Solo tre settimane fa il governo annunciava lo stanziamento di 2,9 milioni di euro per sostenere l’itticoltura messa in pericolo dall’invasione del granchio blu nel Mar Adriatico, non solo nemico degli allevamenti di cozze, vongole, ostriche e orate ma anche in grado di tagliare le reti da pesca con le sue chele aguzze.

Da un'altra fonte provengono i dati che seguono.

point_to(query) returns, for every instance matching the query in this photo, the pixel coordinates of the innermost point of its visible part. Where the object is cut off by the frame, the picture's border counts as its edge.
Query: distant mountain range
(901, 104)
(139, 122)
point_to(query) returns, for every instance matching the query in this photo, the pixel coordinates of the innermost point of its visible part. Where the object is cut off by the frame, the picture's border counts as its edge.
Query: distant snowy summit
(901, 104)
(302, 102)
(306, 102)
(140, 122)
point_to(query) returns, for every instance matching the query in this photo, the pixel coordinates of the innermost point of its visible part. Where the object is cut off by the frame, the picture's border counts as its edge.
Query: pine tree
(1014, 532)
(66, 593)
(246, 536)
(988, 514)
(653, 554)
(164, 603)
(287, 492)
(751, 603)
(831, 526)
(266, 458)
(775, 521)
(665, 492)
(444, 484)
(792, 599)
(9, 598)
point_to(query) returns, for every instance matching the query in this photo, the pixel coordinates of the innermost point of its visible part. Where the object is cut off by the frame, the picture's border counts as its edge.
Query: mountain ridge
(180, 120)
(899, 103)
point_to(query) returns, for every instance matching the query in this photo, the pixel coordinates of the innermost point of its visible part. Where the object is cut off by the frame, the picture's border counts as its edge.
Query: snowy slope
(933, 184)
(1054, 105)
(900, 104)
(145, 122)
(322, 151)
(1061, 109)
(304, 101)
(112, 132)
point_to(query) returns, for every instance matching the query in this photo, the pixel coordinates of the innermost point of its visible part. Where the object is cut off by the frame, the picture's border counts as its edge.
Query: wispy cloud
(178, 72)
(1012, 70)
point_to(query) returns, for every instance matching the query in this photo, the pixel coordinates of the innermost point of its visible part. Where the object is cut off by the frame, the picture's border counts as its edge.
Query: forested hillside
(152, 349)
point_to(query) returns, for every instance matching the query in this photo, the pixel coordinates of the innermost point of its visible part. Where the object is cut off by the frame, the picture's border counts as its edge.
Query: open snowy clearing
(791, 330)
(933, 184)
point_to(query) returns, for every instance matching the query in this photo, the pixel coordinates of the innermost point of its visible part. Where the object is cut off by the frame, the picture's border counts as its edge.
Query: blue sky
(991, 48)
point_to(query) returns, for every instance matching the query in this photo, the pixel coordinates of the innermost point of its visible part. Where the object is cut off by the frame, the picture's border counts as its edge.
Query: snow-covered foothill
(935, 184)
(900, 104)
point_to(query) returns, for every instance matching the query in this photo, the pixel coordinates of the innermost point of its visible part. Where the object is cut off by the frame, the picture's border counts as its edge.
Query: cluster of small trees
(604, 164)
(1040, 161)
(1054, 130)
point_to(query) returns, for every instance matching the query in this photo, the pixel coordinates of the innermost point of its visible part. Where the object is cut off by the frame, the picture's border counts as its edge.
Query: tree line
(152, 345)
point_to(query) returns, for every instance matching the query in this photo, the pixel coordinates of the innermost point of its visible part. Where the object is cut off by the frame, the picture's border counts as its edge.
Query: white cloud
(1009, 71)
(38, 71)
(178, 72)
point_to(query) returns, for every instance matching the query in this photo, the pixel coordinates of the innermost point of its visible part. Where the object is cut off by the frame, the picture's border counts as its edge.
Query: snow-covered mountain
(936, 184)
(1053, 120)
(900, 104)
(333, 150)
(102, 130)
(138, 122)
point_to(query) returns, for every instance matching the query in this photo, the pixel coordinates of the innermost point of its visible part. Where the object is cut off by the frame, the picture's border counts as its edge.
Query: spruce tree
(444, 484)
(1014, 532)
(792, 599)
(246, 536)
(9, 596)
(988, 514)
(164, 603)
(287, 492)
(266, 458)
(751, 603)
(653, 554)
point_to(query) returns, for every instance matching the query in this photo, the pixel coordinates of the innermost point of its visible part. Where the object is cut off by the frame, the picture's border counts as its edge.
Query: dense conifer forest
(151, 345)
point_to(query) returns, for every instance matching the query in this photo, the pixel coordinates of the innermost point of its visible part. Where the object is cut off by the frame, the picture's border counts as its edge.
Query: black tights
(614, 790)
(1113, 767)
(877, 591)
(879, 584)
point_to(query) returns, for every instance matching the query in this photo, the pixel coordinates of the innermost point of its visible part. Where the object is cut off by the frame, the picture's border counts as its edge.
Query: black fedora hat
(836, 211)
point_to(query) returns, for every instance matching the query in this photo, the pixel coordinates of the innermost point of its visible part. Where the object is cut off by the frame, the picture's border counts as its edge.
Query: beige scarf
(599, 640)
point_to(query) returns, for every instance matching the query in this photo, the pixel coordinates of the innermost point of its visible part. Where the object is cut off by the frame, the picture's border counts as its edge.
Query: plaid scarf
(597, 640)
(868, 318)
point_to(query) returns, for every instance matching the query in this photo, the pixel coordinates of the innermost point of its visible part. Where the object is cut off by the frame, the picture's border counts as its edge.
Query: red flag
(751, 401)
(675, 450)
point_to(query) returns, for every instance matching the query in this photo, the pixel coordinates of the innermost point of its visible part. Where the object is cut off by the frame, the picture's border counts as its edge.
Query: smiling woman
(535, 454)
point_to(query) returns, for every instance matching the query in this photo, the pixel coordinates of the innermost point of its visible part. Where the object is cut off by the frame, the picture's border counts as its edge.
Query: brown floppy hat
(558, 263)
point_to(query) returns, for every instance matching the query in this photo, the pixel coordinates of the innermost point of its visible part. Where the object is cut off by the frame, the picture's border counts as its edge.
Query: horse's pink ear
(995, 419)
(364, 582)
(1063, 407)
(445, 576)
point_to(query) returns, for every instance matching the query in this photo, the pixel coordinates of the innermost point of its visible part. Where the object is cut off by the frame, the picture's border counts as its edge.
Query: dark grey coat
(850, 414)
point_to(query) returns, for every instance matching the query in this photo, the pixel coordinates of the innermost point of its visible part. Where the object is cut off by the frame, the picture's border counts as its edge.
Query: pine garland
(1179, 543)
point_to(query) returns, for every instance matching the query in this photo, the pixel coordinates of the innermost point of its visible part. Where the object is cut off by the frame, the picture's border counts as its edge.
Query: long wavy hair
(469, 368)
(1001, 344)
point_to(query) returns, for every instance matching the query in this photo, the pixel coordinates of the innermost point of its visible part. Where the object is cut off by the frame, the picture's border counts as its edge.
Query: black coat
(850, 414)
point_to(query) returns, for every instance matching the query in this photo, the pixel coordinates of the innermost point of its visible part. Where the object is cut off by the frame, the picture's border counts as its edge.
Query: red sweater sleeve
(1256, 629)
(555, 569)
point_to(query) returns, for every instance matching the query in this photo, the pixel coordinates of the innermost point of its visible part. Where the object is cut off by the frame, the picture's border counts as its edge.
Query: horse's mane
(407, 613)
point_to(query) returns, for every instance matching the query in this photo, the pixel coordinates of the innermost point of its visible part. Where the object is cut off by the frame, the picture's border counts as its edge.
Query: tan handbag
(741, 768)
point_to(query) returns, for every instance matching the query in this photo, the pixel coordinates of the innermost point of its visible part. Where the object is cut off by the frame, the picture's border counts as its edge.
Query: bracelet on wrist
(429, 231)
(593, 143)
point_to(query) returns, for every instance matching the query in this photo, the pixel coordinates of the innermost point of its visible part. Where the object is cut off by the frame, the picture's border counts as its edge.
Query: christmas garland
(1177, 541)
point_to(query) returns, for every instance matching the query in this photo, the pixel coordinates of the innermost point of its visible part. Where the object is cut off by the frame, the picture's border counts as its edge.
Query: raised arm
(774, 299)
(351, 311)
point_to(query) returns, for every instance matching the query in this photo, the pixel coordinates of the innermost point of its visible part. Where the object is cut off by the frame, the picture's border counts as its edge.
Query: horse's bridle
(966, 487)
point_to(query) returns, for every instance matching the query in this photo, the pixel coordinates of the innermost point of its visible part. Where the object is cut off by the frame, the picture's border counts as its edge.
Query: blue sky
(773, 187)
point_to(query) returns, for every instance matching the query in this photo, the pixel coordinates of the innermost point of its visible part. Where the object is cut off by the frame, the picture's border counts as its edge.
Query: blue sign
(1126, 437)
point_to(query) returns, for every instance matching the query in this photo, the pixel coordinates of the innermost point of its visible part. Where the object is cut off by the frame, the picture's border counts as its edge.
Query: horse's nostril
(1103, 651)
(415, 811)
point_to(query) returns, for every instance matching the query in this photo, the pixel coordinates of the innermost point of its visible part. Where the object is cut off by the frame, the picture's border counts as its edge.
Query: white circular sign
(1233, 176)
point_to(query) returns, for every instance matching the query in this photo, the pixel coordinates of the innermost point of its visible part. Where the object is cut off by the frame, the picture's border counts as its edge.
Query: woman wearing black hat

Si trattava della specie Callinectes sapidus, crostaceo originario dell’Atlantico del Nord, ma ora un team di ricerca dell’Istituto per le risorse biologiche e le biotecnologie marine del Consiglio nazionale delle ricerche (Cnr-Irbim) di Ancona ha dimostrato la presenza nelle stesse acque, di una seconda specie, il Portunus segnis, di cui Ernesto Azzurro, biologo marino e dirigente di ricerca dell’Istituto aveva già parlato a Startmag.
LA SCOPERTA DEL CNR
Dopo il granchio blu Callinectes sapidus, che ha recentemente invaso le principali aree di produzione dei molluschi bivalvi dell’Adriatico con severi impatti ecologici ed economici nelle regioni del Veneto e dell’Emilia-Romagna, il team di ricerca del Cnr-Irbim ha pubblicato uno studio su BioInvasion Records in cui dimostra la presenza nel Mar Adriatico di una seconda specie di granchio blu, il Portunus segnis, originario del Mar Rosso e dell’Oceano Indiano occidentale.
Il loro lavoro fornisce la prima evidenza della presenza del Portunus segnis nel nostro mare. La specie, oggi segnalata nella regione Marche, ad Ancona, grazie alla cattura di un singolo esemplare, era stata già osservata in Sicilia.
“Questo importante risultato è stato possibile grazie alla preziosa collaborazione con i pescatori locali, che hanno catturato la specie e prontamente avvertito il nostro Istituto”, ha dichiarato Fabio Grati, primo ricercatore del Cnr-Irbim e primo autore dello studio.
NON DOVREBBE DIVENTARE UNA NUOVA INVASIONE
“Questo arrivo – ha precisato Azzurro – è con tutta probabilità una nuova introduzione attribuibile al trasporto navale, verosimilmente alle acque di zavorra. Considerate le caratteristiche ecologiche del granchio blu del Mar Rosso e il suo range di tolleranza termica, pensiamo che il nord Adriatico non sia ancora un ecosistema ospitale per questa specie e questo dovrebbe al momento scongiurare il rischio di una doppia invasione di granchi blu in Adriatico”.
“Il cambiamento climatico – prosegue – sta tuttavia aumentando la vulnerabilità del nostro mare a questo tipo di colonizzazioni, quindi il fenomeno va monitorato attentamente, attraverso una strategia nazionale”.
DA DISGRAZIA A FONTE DI SOSTENTAMENTO, IL CASO DELLA TUNISIA
“Anche il granchio blu del Mar Rosso, come il granchio blu americano – ha spiegato Azzurro -, trova il suo habitat ideale tra gli ambienti lagunari e il mare aperto e può sviluppare popolazioni con altissime abbondanze”.
Come già suggerito dall’esperto nel podcast di Startmag, entrambe le specie di granchio blu possiedono altissime proprietà nutritive e gastronomiche e, infatti, l’impiego di questi crostacei come nuove risorse di pesca è la strategia adottata da molti Paesi del Mediterraneo per gestire la problematica sul lungo termine.
“Il granchio blu del Mar Rosso, morfologicamente ed ecologicamente simile al granchio blu Atlantico C. sapidus, ha già colonizzato, attraverso il Canale di Suez, i settori più orientali del Mediterraneo, con conseguenze inizialmente drammatiche per la pesca tunisina. Questa specie – ha aggiunto – è oggi una delle risorse di pesca più importanti per la Tunisia, trasformata e commercializzata nei mercati esteri”.